8 U.S.-hired Afghans die in ambush
KABUL, Afghanistan — Eight Afghan men heading to work at a U.S. base Thursday morning were pulled from their car by insurgents, marched to a nearby village and shot in the head, Afghan officials said.
Neither the Taliban nor other insurgent groups claimed responsibility for the killings. But insurgents have for years warned their countrymen not to work for the United States and its allies or for the Afghan government and they have periodically backed up their warnings with violence.
Government officials are a more frequent target, along with Afghan soldiers and police officers. But, as the killings Thursday showed, civilians who work for the coalition are not immune.
The men were killed about a half-mile from Forward Operating Base Shank, a sprawling outpost in Logar province, which abuts Kabul and has emerged as a central battleground in the fight to keep the capital secure from the Taliban.

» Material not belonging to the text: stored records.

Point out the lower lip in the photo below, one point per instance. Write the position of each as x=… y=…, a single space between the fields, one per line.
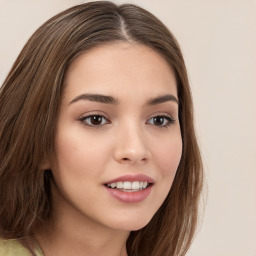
x=130 y=197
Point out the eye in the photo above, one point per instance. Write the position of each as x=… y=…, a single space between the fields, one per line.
x=94 y=120
x=161 y=121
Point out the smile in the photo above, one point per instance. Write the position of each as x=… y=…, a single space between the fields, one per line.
x=130 y=188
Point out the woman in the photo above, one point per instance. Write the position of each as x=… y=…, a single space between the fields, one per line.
x=98 y=150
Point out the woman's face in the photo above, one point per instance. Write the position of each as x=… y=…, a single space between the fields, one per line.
x=118 y=142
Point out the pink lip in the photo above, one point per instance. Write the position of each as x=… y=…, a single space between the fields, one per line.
x=130 y=197
x=137 y=177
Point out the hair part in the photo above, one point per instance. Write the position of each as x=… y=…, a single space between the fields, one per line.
x=29 y=107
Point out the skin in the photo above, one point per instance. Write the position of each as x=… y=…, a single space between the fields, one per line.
x=86 y=219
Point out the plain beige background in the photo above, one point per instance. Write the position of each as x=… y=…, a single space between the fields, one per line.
x=218 y=39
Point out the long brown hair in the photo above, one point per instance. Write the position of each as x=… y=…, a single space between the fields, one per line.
x=29 y=106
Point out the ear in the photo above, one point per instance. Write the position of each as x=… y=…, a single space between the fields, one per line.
x=45 y=165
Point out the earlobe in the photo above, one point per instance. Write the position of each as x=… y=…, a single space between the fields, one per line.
x=45 y=165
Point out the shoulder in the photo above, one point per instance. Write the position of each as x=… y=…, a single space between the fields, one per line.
x=12 y=247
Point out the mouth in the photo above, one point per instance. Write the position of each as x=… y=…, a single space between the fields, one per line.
x=129 y=186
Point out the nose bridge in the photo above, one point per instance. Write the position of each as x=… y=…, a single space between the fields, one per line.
x=131 y=145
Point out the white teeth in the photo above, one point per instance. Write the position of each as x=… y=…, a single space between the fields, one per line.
x=135 y=185
x=113 y=185
x=119 y=185
x=128 y=185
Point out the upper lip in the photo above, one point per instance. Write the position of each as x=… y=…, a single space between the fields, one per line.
x=137 y=177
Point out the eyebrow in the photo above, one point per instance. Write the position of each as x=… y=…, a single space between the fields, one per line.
x=162 y=99
x=96 y=98
x=111 y=100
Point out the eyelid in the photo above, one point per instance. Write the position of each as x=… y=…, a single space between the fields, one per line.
x=83 y=118
x=170 y=119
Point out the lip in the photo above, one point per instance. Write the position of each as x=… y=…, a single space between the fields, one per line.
x=137 y=177
x=130 y=197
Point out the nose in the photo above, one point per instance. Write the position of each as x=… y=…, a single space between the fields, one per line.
x=131 y=146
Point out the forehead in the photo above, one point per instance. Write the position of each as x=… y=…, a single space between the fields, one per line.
x=120 y=69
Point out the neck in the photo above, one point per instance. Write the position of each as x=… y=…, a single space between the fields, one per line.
x=68 y=232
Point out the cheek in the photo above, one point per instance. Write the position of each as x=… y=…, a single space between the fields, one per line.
x=168 y=155
x=79 y=155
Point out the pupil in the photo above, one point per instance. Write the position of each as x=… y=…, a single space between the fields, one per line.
x=96 y=120
x=158 y=120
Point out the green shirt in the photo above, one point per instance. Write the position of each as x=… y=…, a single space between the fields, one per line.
x=12 y=247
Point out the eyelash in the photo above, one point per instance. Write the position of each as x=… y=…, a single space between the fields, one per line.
x=168 y=120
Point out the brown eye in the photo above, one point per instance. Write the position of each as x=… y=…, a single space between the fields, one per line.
x=158 y=120
x=94 y=120
x=161 y=121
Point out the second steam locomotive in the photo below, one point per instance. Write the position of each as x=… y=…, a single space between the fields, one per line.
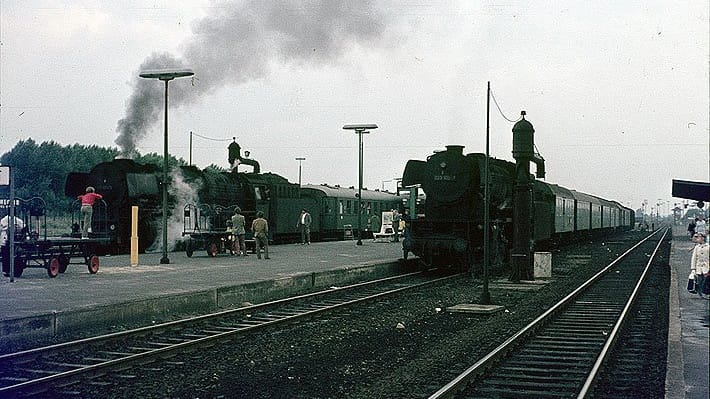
x=452 y=228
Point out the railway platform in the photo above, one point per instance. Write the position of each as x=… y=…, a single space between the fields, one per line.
x=688 y=328
x=36 y=306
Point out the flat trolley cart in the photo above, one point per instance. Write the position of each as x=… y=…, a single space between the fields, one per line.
x=208 y=227
x=55 y=254
x=33 y=247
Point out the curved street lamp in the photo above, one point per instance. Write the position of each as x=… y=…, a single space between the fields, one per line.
x=360 y=129
x=166 y=75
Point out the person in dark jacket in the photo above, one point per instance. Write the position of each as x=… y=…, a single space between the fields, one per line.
x=304 y=226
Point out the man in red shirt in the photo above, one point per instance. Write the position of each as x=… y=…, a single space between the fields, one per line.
x=87 y=209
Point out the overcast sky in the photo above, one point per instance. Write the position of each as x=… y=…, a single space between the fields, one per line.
x=617 y=90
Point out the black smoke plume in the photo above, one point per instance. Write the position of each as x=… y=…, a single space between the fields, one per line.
x=239 y=41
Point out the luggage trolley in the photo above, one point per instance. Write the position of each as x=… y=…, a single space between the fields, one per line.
x=208 y=227
x=34 y=249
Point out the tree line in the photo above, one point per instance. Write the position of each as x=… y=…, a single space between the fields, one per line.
x=41 y=170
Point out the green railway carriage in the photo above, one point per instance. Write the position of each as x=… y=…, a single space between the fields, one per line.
x=334 y=208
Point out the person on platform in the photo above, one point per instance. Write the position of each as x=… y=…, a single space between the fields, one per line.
x=700 y=264
x=239 y=232
x=87 y=209
x=304 y=226
x=396 y=217
x=691 y=229
x=700 y=225
x=260 y=230
x=5 y=240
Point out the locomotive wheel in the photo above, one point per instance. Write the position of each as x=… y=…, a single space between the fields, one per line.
x=93 y=264
x=212 y=249
x=63 y=263
x=189 y=250
x=53 y=267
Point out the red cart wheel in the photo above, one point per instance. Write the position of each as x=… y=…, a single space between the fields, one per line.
x=212 y=249
x=63 y=263
x=93 y=264
x=53 y=268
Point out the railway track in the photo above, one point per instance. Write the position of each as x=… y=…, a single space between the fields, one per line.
x=58 y=368
x=563 y=352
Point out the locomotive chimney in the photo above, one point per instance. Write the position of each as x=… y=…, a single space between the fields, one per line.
x=523 y=152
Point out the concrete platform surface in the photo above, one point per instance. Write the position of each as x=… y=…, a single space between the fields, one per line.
x=688 y=349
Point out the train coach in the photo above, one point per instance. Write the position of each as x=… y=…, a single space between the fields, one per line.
x=452 y=227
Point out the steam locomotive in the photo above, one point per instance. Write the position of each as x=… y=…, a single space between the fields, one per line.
x=452 y=228
x=125 y=183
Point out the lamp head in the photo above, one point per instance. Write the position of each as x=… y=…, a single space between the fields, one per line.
x=166 y=74
x=360 y=126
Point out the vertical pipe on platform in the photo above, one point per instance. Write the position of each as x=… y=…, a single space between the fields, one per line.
x=134 y=236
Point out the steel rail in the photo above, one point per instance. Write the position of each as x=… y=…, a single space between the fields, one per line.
x=614 y=335
x=461 y=381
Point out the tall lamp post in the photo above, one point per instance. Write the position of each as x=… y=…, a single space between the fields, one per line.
x=360 y=129
x=166 y=76
x=299 y=159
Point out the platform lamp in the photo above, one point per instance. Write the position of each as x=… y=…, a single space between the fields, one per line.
x=299 y=159
x=166 y=75
x=360 y=129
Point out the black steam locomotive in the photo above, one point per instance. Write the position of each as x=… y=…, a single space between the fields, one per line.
x=452 y=229
x=125 y=183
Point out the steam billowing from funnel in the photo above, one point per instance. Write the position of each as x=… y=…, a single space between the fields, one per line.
x=238 y=42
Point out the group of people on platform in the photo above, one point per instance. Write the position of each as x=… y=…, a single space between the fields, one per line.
x=260 y=230
x=699 y=278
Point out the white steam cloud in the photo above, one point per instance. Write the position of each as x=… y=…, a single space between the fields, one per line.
x=238 y=41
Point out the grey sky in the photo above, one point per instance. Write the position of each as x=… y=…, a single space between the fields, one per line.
x=617 y=91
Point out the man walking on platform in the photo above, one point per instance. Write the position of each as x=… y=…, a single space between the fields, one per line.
x=260 y=230
x=304 y=225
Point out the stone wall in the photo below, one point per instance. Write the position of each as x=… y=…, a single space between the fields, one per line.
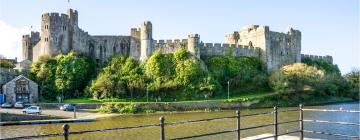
x=218 y=49
x=60 y=33
x=9 y=90
x=326 y=58
x=6 y=75
x=276 y=49
x=169 y=45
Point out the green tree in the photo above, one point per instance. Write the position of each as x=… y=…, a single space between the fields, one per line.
x=327 y=67
x=244 y=73
x=353 y=79
x=72 y=74
x=6 y=64
x=296 y=79
x=121 y=78
x=43 y=73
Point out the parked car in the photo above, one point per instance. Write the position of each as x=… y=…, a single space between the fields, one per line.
x=6 y=105
x=67 y=107
x=32 y=110
x=19 y=105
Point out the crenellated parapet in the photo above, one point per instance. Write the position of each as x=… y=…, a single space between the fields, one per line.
x=218 y=49
x=60 y=33
x=326 y=58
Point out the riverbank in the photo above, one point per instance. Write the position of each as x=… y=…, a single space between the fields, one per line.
x=214 y=105
x=99 y=110
x=11 y=115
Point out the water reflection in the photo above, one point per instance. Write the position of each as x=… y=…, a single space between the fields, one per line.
x=198 y=128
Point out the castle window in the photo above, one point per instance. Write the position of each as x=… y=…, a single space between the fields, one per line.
x=250 y=44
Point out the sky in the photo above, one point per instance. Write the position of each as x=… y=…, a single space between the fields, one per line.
x=328 y=27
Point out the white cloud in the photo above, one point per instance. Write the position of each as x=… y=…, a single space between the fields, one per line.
x=10 y=40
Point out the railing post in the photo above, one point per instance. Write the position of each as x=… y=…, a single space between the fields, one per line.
x=238 y=123
x=275 y=122
x=301 y=122
x=66 y=131
x=162 y=124
x=74 y=111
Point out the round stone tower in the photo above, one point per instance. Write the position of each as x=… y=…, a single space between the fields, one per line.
x=146 y=40
x=26 y=48
x=54 y=34
x=193 y=45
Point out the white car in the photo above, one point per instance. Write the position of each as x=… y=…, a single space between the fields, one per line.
x=32 y=110
x=19 y=105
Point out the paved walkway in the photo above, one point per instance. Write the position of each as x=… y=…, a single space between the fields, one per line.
x=80 y=114
x=285 y=137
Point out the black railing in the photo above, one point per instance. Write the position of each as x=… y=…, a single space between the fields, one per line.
x=331 y=122
x=238 y=129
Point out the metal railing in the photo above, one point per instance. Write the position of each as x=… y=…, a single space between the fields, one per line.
x=331 y=122
x=238 y=129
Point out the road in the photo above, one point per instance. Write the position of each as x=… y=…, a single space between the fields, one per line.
x=80 y=114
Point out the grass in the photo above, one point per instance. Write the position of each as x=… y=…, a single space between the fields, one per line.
x=242 y=96
x=81 y=100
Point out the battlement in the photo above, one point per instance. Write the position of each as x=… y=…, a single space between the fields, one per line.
x=209 y=45
x=251 y=28
x=327 y=58
x=194 y=36
x=145 y=23
x=170 y=41
x=26 y=36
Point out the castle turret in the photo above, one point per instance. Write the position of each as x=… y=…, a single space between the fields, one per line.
x=146 y=40
x=28 y=42
x=54 y=34
x=193 y=45
x=73 y=22
x=26 y=48
x=295 y=37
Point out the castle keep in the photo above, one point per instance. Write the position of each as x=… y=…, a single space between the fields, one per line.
x=61 y=34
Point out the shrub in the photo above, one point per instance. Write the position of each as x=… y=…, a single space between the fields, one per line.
x=296 y=79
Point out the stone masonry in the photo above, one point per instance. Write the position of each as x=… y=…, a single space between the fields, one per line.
x=60 y=34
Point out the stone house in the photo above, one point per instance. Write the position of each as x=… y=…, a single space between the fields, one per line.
x=21 y=89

The eight men, who were in their late teens and early 20s, were temporary laborers on their way to do odd jobs at Shank, which is shared by U.S. and Afghan forces, said Rais Khan Abdulrahimzai, the deputy police chief of Logar.

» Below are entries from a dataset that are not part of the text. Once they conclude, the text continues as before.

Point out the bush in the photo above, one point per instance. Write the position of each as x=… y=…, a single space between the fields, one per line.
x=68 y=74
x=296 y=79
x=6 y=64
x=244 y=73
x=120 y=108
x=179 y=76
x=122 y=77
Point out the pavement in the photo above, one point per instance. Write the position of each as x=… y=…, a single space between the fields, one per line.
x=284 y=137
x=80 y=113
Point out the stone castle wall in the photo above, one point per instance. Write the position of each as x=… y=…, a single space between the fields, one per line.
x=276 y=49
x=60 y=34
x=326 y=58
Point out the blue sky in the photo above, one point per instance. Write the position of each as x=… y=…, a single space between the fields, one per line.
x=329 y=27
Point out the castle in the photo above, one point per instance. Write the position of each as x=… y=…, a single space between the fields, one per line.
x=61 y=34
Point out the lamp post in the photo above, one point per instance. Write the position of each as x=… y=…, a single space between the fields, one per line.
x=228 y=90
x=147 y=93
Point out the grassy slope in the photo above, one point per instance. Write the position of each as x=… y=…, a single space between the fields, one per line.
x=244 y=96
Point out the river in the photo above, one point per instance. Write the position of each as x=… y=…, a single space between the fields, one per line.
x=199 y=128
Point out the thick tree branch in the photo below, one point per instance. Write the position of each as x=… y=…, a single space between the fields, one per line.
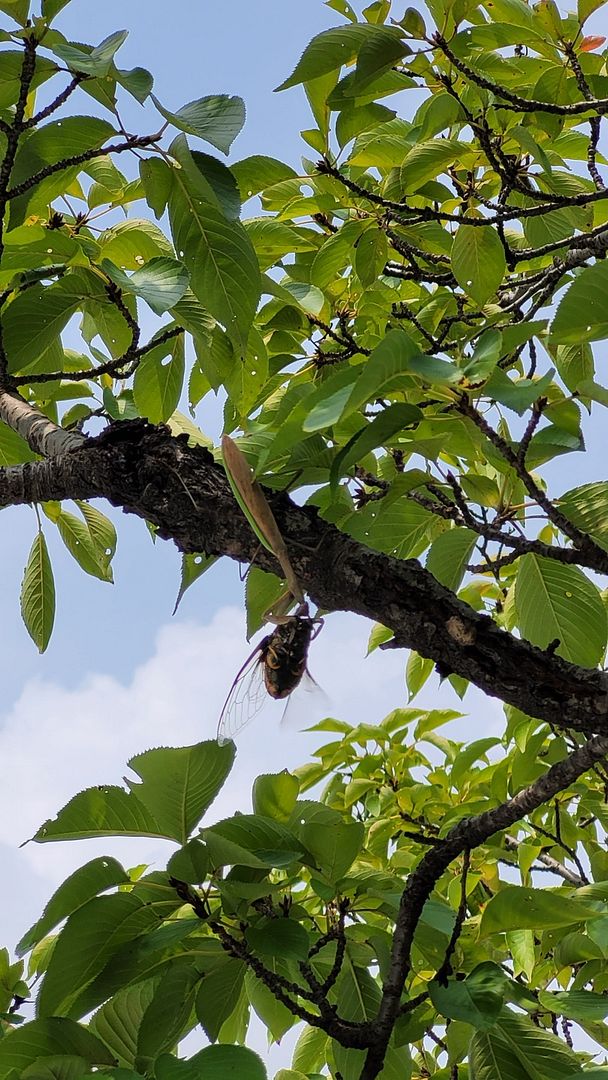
x=186 y=495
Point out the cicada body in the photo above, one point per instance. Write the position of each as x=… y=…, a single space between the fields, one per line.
x=275 y=667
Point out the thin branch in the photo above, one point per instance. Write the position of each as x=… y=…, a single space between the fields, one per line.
x=468 y=834
x=133 y=143
x=56 y=104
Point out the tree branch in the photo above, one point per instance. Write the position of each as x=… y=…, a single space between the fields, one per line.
x=186 y=495
x=468 y=834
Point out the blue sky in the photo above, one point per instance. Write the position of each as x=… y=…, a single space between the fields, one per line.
x=120 y=675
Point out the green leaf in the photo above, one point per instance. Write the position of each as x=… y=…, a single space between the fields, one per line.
x=329 y=50
x=159 y=379
x=516 y=907
x=586 y=507
x=32 y=322
x=91 y=935
x=376 y=433
x=418 y=671
x=179 y=784
x=44 y=1038
x=477 y=261
x=85 y=882
x=100 y=529
x=221 y=184
x=274 y=795
x=79 y=542
x=585 y=8
x=224 y=268
x=252 y=840
x=517 y=394
x=555 y=601
x=217 y=119
x=384 y=368
x=13 y=449
x=449 y=554
x=38 y=594
x=213 y=1063
x=427 y=160
x=378 y=635
x=56 y=1067
x=192 y=567
x=207 y=178
x=95 y=63
x=515 y=1049
x=576 y=1004
x=166 y=1018
x=328 y=410
x=280 y=937
x=261 y=592
x=258 y=172
x=394 y=525
x=333 y=841
x=273 y=1014
x=218 y=996
x=119 y=1020
x=581 y=314
x=99 y=811
x=370 y=255
x=485 y=356
x=161 y=283
x=157 y=178
x=477 y=1000
x=190 y=863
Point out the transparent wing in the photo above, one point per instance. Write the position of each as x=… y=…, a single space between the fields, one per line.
x=306 y=705
x=245 y=699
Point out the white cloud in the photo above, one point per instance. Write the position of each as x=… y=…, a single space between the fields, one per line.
x=56 y=741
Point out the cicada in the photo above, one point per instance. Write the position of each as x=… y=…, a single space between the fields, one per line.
x=274 y=667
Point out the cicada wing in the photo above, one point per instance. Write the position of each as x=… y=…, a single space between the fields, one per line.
x=245 y=698
x=306 y=705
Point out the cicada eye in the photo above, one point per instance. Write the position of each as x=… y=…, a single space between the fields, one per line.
x=272 y=660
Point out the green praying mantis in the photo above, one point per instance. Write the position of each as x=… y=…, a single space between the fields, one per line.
x=254 y=504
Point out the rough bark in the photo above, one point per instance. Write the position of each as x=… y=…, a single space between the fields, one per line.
x=183 y=491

Like most coalition bases, Shank employs many Afghans, most of them in low-level construction, maintenance and service jobs. The paychecks earned often support extended families, especially in rural Afghanistan, where wage-paying jobs are scarce and poverty is often the norm.

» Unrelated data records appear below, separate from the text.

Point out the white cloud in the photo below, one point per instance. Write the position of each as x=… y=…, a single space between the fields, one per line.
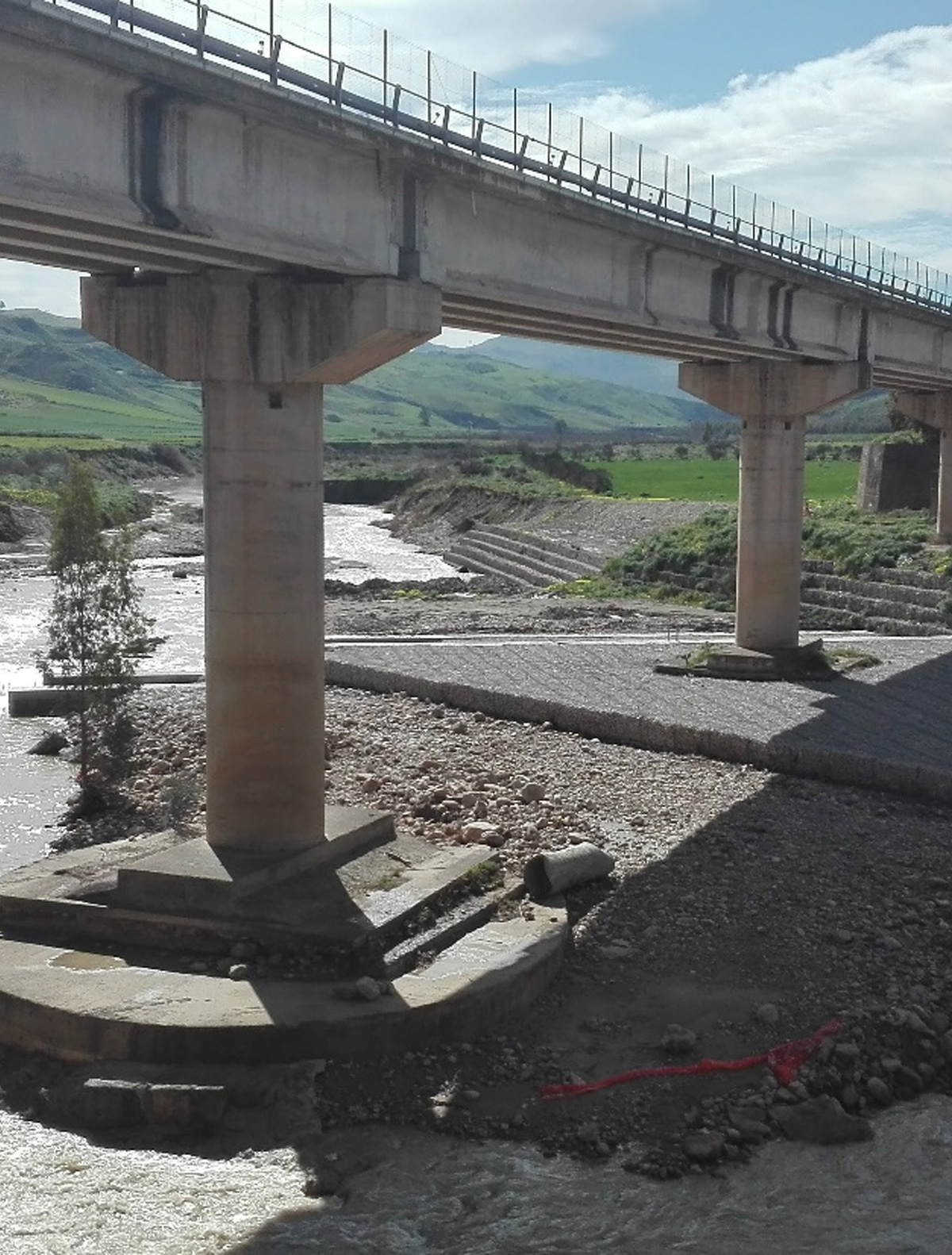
x=496 y=36
x=40 y=288
x=859 y=138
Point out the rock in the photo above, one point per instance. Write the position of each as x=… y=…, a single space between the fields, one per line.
x=108 y=1103
x=185 y=1108
x=750 y=1130
x=908 y=1082
x=704 y=1147
x=878 y=1091
x=679 y=1039
x=846 y=1052
x=49 y=744
x=368 y=989
x=823 y=1123
x=532 y=793
x=482 y=832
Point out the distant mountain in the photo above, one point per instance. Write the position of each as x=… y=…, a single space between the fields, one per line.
x=56 y=351
x=658 y=377
x=625 y=369
x=56 y=379
x=446 y=390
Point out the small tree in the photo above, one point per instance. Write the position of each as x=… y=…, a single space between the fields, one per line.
x=95 y=630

Abdulrahimzai said the men had made a crucial mistake Thursday morning: They had left for work too early, about 6 a.m. It is usually another hour before the Afghan army and police have cleared the road of improvised bombs laid in the night and set up checkpoints intended to keep the Taliban from targeting motorists.
But without the army and police along the road, four fighters on motorcycles were able to accost the eight men as they drove toward Shank, Abdulrahimzai said.
The insurgents forced the car off the road and marched the eight laborers a few hundred feet to a village. The men were lined up and killed with shots to the head, Abdulrahimzai said.
Wali Wakil, the chief of Logar’s provincial council, said the grief over the killings was compounded by the fact they had taken place during the Islamic holy month of Ramadan.
“God knows how their families feel,” he said. “They could have waited a bit and tried to go to work a bit late, when the army forces would have been” on the road.